Although York is unlikely to feature as a host of any major sporting events during the games, Coe is confident the city has a major role to play in the lead up to 2012. “We have all of the training venues now in place; a few are locally based [in York] and now it’s up to colleges and such venues to go out and work together with our organisations to attract sports, individuals and coaches. We want the games venues and training camps to provide proper preperation facilities, and for our local communities to engage with those teams not just coming to London to compete, but to all our parts of the country in order to prepare for the games.”
Coe, dressed in a trim black suit, white shirt and red tie, cuts an impressive figure with a towering and charismatic presence. Speaking to him, it is apparent that he is a man of great confidence and self-belief, which is understandable given his outstandingly successful career.
Born on September 29, 1956 in Chiswick, London, Coe is the eldest of four children. The family was known for its athleticism: Peter Coe was a cyclist, and Coe’s grandfather had been a sprinter. He started running at a young age, from which point it was clear he had great potential. That potential saw him become one of Britain’s greatest middle-distance runners, winning two Olympic gold medals at 1500m, and famously setting three world records in less than six weeks in 1979 for the 800m, 1 mile and 1500m.
After retiring, in 1992 he began a five year spell as a Conservative MP for Falmouth and Calborne before being ousted in the 1997 general election.

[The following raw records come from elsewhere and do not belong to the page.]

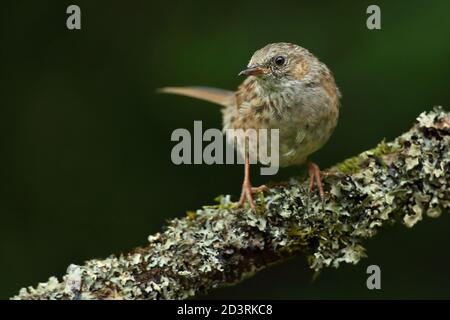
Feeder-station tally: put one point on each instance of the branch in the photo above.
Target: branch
(221, 245)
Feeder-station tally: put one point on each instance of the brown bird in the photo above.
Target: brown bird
(286, 88)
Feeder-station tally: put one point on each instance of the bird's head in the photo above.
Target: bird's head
(281, 64)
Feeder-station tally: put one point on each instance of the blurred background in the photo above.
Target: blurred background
(85, 167)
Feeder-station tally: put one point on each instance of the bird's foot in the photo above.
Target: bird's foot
(247, 194)
(315, 179)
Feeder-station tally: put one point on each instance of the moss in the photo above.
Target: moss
(221, 244)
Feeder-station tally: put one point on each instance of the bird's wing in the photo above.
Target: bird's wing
(219, 96)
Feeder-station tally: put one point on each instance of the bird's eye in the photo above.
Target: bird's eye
(279, 61)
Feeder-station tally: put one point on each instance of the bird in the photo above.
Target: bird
(286, 88)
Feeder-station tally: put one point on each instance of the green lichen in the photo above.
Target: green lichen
(222, 244)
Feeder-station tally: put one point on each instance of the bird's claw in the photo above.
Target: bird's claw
(315, 179)
(247, 194)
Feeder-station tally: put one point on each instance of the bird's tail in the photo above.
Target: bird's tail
(217, 96)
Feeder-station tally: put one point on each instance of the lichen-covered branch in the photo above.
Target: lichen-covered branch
(221, 245)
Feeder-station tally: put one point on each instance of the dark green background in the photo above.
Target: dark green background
(85, 141)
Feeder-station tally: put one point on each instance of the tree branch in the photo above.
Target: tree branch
(221, 245)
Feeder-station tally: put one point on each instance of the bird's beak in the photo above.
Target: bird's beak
(253, 71)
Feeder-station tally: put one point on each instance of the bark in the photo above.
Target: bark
(403, 180)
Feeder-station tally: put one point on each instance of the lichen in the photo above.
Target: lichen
(219, 245)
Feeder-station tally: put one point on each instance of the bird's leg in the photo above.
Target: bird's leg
(247, 189)
(314, 178)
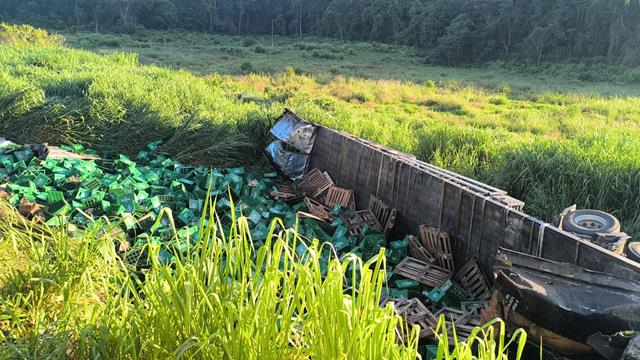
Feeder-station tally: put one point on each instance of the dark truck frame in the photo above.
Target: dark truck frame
(479, 218)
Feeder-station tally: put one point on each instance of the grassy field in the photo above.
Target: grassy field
(551, 149)
(325, 58)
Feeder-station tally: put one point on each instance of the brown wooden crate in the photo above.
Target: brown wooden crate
(471, 278)
(415, 313)
(418, 251)
(360, 219)
(315, 183)
(318, 210)
(385, 214)
(438, 243)
(343, 197)
(427, 274)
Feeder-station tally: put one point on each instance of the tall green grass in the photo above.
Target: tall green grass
(73, 297)
(549, 149)
(223, 299)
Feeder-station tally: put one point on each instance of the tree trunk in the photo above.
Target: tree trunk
(300, 20)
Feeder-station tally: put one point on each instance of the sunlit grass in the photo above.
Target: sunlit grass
(221, 299)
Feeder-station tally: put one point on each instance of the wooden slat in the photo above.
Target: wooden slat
(318, 210)
(427, 274)
(359, 220)
(418, 251)
(438, 243)
(339, 196)
(315, 183)
(470, 277)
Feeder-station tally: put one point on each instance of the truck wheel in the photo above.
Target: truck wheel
(633, 252)
(590, 222)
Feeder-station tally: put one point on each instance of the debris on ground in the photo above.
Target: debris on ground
(565, 303)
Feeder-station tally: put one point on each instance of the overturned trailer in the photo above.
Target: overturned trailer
(481, 221)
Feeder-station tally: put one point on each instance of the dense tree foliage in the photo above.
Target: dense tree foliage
(449, 31)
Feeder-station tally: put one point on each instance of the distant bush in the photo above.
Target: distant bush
(109, 42)
(249, 42)
(247, 67)
(430, 84)
(498, 100)
(326, 55)
(504, 88)
(632, 76)
(27, 35)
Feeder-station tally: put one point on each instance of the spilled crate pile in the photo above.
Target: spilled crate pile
(75, 191)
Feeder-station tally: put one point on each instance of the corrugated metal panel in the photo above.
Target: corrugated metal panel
(474, 214)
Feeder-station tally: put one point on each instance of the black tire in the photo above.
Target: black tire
(590, 222)
(633, 251)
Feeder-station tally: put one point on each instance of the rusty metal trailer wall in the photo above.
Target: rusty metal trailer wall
(470, 211)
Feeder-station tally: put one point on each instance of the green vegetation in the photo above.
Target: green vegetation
(73, 297)
(444, 31)
(205, 54)
(482, 344)
(27, 35)
(549, 149)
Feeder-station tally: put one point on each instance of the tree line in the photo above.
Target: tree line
(448, 31)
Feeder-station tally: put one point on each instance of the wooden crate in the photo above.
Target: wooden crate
(438, 243)
(318, 210)
(418, 251)
(464, 321)
(385, 214)
(339, 196)
(415, 313)
(315, 183)
(288, 194)
(470, 277)
(359, 220)
(427, 274)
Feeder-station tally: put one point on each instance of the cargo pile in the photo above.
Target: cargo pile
(75, 191)
(78, 188)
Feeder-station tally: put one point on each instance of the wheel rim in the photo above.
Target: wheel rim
(591, 222)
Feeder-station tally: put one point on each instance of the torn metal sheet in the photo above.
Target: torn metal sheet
(295, 132)
(565, 299)
(292, 164)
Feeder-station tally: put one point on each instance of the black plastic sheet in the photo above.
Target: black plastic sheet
(566, 299)
(295, 132)
(292, 164)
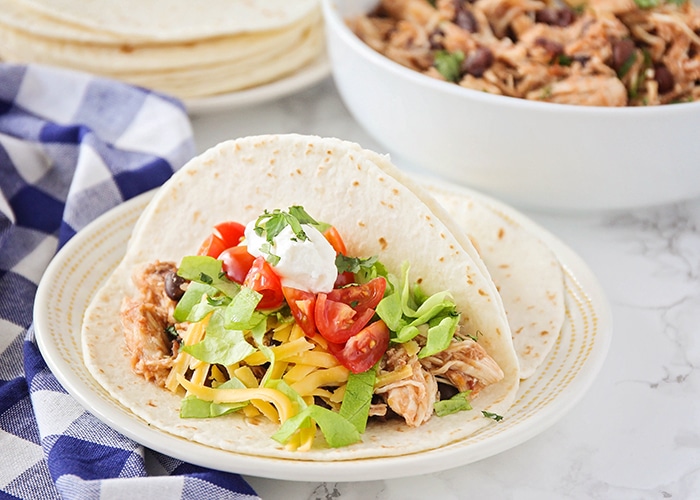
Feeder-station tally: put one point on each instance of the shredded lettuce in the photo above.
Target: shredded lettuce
(240, 313)
(458, 402)
(191, 306)
(220, 345)
(358, 398)
(337, 431)
(408, 312)
(193, 407)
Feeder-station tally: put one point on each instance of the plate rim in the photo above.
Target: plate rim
(430, 461)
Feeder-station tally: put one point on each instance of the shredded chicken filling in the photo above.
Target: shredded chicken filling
(152, 338)
(597, 53)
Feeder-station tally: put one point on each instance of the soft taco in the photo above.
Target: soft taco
(400, 346)
(527, 273)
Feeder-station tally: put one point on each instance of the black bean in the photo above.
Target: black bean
(555, 17)
(552, 47)
(173, 285)
(446, 391)
(478, 61)
(435, 38)
(664, 78)
(622, 51)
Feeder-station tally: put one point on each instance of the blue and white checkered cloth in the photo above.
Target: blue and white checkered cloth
(73, 146)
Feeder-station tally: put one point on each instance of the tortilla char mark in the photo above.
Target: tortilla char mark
(145, 319)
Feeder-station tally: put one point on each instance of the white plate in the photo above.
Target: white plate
(302, 79)
(76, 273)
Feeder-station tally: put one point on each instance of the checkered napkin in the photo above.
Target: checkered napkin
(71, 147)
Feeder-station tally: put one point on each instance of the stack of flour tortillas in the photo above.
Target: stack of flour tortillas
(184, 48)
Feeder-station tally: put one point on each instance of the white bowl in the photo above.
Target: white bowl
(532, 154)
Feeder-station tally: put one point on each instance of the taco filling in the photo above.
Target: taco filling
(363, 325)
(275, 320)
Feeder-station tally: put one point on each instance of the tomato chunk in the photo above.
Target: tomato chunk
(360, 297)
(336, 321)
(225, 235)
(333, 237)
(236, 262)
(263, 280)
(212, 246)
(231, 233)
(362, 351)
(302, 304)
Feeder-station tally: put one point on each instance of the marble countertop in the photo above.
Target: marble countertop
(636, 433)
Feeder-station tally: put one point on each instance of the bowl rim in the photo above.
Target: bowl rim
(335, 23)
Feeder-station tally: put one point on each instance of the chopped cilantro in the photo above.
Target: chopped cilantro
(449, 64)
(647, 4)
(273, 223)
(492, 416)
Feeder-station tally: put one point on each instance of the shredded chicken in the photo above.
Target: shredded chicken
(145, 318)
(466, 365)
(412, 397)
(595, 53)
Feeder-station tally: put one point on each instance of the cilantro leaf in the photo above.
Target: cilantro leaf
(273, 223)
(492, 416)
(449, 64)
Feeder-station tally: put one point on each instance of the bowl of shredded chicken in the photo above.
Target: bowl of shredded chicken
(578, 105)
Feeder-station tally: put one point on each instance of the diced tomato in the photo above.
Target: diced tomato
(337, 321)
(344, 279)
(263, 279)
(231, 233)
(236, 262)
(302, 305)
(225, 235)
(360, 297)
(362, 351)
(212, 246)
(333, 237)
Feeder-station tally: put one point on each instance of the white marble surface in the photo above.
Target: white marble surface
(636, 432)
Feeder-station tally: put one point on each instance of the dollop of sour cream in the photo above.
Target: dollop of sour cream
(307, 265)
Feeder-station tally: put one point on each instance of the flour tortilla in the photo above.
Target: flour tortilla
(249, 48)
(190, 71)
(159, 21)
(526, 271)
(376, 209)
(179, 47)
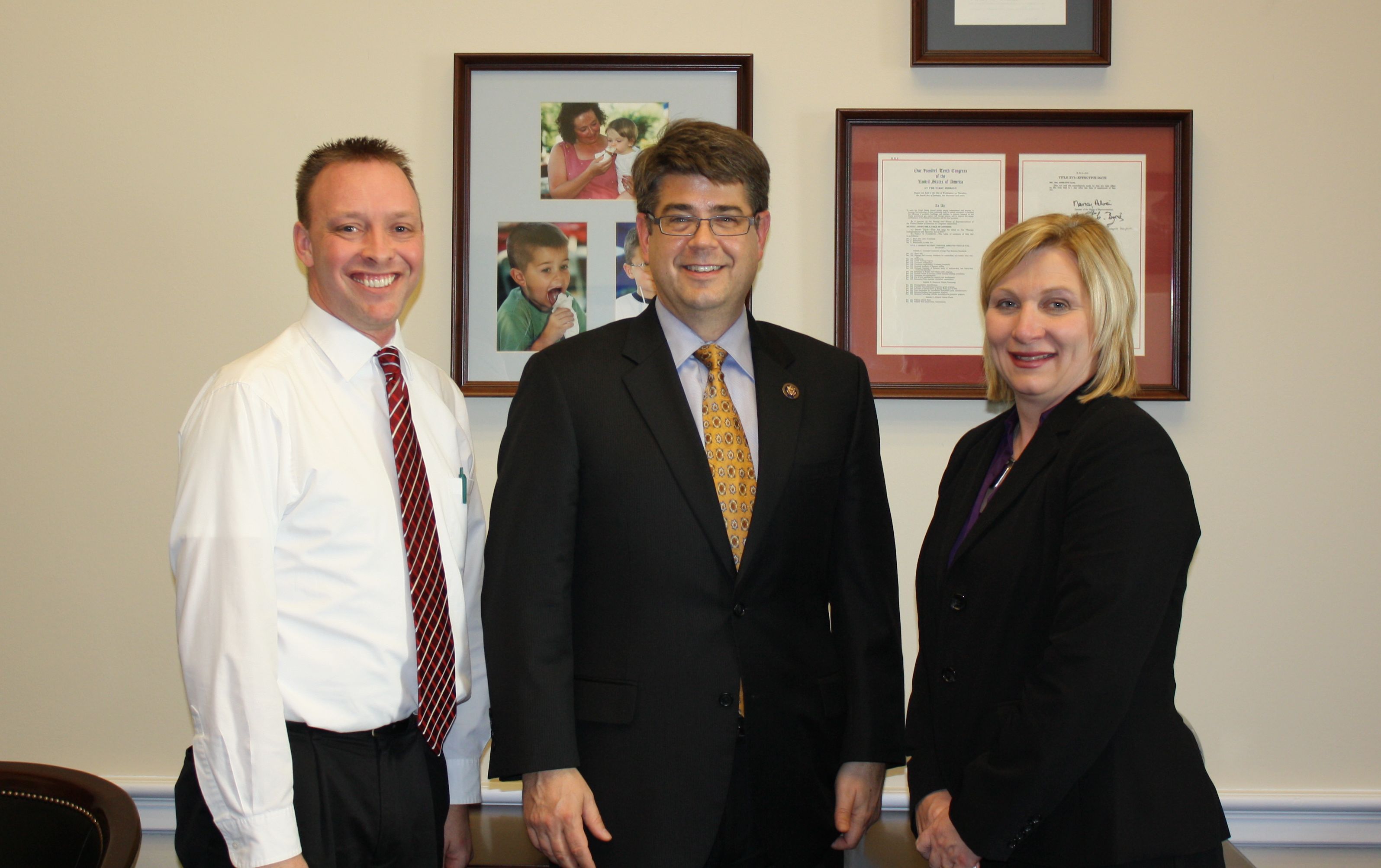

When asked about rumours that he is looking to run for London mayor in the future Coe gives a wry laugh. “My future is set for the next four years; I don’t even think beyond that.”
In the meantime Coe is an assiduous ambassador for the London Olympics. Since the Olympic bid victory of 2005 in Singapore, Coe has been constantly under the media spotlight. His aim now is to distinguish London 2012 as an outstanding games.
“One of the things we said in Singapore was that we wanted the games to be athlete focused”. He tells me of his vision of a games where overseas athletes and local communities across the country work together to provide “proper preparation camps”.
It is apparent that his biggest challenge may be convincing a sceptical media that British athletes are capable of meeting the nation’s expectations.
When I ask him about a recent report which suggests British athletes are not receiving adequate support to meet the targets set for 2012 he begins to look uncomfortable. “The report is four and a half years out; some sports are driving ahead. Most of the sporting federations are doing pretty well given that we’re four and a half years out and focusing on something that is important for them to get right. It’s not just about funding; it’s about presenting their sport which is an attractive sport for the next generation of youngsters to come through.”
Coe is highly diplomatic throughout most of the interview; choosing his words carefully as to avoid controversy. His thoughts on British hopes for the Beijing Olympics were equally restrained. “It’s not for me to be confident or not confident – that’s actually for the British Olympic Association and UK sport, my responsibility is to make sure that we have a games in London which is operationally effective and that leaves a legacy behind. I’d rather let the medals tables and the forms of the athletes to the organisations that are better positioned to do that. It’s up to the British Olympic Association to meet the target it has set; it has set a very ambitious target which they will be judged on.”
As we continue walking he looks around uneasily for an excuse to end the interview. I push on for one final question. So what is your opinion of Dwayne Chambers attempt to repeal his lifetime Olympics ban? I receive perhaps the most forthright answer of the afternoon. “My opinion has never changed in the 30 years I’ve been talking about it; I’ve always been in favour of a lifetime ban. That isn’t what we have; we have a two-year ban in most sports. In my own sport, of which I am Vice-President, we are trying to move the ban to four years.
“I think it’s the responsibility of all governing bodies to make sure if anyone steps outside the rules particualrly as serious as drug abuse in sport, that they’re either kicked out of the sport or given a very serious penalty that acts as a deterrent to other people.” At this point he thanks me for my company and as with so many others before, leaves me trailing behind.